[cnn-photo-caption image= http://i2.cdn.turner.com/cnn/2008/images/07/14/art.mc.cnn.jpg caption="John McLaughlin's comments have caused controversy."]
(CNN) - Longtime Washington talk-show host John McLaughlin is facing fire Monday for referring to Barack Obama as an "Oreo" during a segment on his Sunday political program, "The McLaughlin Group.
The veteran Washington journalist was discussing the recent comments from the Rev. Jesse Jackson, who was caught last week by an open microphone on Fox News saying the Illinois senator is "talking down to black people" as he campaigns for the White House. Those remarks were largely seen in reference to Obama's recent admonishment at a Chicago church of some black men who he said were not living up to their responsibilities as parents.
Referencing Jackson's comments, McLaughlin said Obama "fits the stereotype blacks once labeled as an Oreo - a black on the outside, a white on the inside."
"Does it frost Jackson, Jesse Jackson, that…an Oreo should be the beneficiary of the long civil rights struggle which Jesse Jackson spent his lifetime fighting for?" McLaughlin asked his panelists.
The term "Oreo" is often viewed as a derogatory term toward some African-Americans who appear not to exhibit certain stereotypes of their race.
Panelist Peter Beinart, a senior fellow on the Council of Foreign Relations, immediately called that depiction of Obama "completely unfair."

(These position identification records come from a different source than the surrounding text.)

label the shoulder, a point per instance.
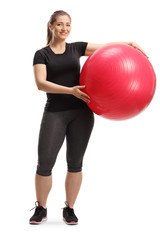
(79, 46)
(42, 50)
(40, 55)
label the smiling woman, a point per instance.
(57, 71)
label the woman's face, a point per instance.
(62, 27)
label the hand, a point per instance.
(135, 45)
(79, 94)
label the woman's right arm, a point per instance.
(40, 74)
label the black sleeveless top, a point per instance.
(62, 69)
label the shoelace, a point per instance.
(70, 210)
(36, 205)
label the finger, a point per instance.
(84, 95)
(81, 86)
(85, 99)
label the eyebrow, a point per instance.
(62, 22)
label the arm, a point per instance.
(91, 47)
(40, 74)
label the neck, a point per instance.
(58, 43)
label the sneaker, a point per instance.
(69, 216)
(39, 215)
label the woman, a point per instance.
(66, 114)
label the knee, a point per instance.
(75, 166)
(43, 171)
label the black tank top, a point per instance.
(62, 69)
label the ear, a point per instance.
(50, 26)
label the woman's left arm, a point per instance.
(91, 47)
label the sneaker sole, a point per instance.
(34, 222)
(70, 223)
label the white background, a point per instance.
(119, 197)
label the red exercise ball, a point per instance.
(120, 81)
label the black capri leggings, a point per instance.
(76, 125)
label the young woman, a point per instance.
(66, 114)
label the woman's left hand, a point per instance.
(135, 45)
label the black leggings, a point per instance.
(76, 125)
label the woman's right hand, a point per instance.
(79, 94)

Michelle Bernard, another panelist on the program and the president of the Independent Women's Forum also said she disagreed with the comments, saying "If Barack Obama is an Oreo, then every member of this generation of African-Americans is an Oreo, because we stand on the shoulders of the people who fought for our rights, and all of us say that you cannot blame 'the man' or white racism for everything that ails the black community."
Roland Martin, a CNN contributor and host of a syndicated radio show, says some people may be overreacting to McLaughlin's remark.
"Obama's candidacy is bringing to light to the internal conversation that is taking place in black America and white America. I think a lot of people are uncomfortable with the dialogue," he said. "If John McLaughlin was an African American and who had made the comment, people would have said, well, he probably understands what he's talking about."
"The reality is we also have a white, his mother is white and his dad is from Kenya," Martin also said. "I think that is the qualifier there and this is a debate that you have heard take place inside of the black community that you also have people who question someone like Obama, where does he stand? Is he black enough?"